By default, both Sobol and Halton are scrambled. The convergence properties are better, and it prevents the appearance of fringes or noticeable patterns of points in high dimensions. There should be no practical reason not to use the scrambled version.

Making a QMC engine, i.e., subclassing QMCEngine

To make your own QMCEngine, a few methods have to be defined. Following is an example wrapping numpy.random.Generator.

>>> import numpy as np
>>> from scipy.stats import qmc
>>> class RandomEngine(qmc.QMCEngine):
...     def __init__(self, d, seed=None):
...         super().__init__(d=d, seed=seed)
...         self.rng = np.random.default_rng(self.rng_seed)
...
...
...     def random(self, n=1):
...         self.num_generated += n
...         return self.rng.random((n, self.d))
...
...
...     def reset(self):
...         self.rng = np.random.default_rng(self.rng_seed)
...         self.num_generated = 0
...         return self
...
...
...     def fast_forward(self, n):
...         self.random(n)
...         return self

Then we use it as any other QMC engine:

>>> engine = RandomEngine(2)
>>> engine.random(5)
array([[0.22733602, 0.31675834],  # random
       [0.79736546, 0.67625467],
       [0.39110955, 0.33281393],
       [0.59830875, 0.18673419],
       [0.67275604, 0.94180287]])
>>> engine.reset()
>>> engine.random(5)
array([[0.22733602, 0.31675834],  # random
       [0.79736546, 0.67625467],
       [0.39110955, 0.33281393],
       [0.59830875, 0.18673419],
       [0.67275604, 0.94180287]])

Guidelines on using QMC

  • QMC has rules! Be sure to read the documentation or you might have no benefit over MC.

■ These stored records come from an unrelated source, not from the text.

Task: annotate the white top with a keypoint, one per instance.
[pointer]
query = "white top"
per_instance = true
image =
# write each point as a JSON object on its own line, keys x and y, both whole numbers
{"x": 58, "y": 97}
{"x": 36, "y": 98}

  • Use Sobol if you need exactly \(2^m\) points.

  • Halton allows to sample, or skip, an arbitrary number of points. This is at the cost of a slower rate of convergence than Sobol’.

  • Never remove the first points of the sequence. It will destroy the properties.

  • Scrambling is always better.

  • If you use LHS based methods, you cannot add points without losing the LHS properties. (There are some methods to do so, but this is not implemented.)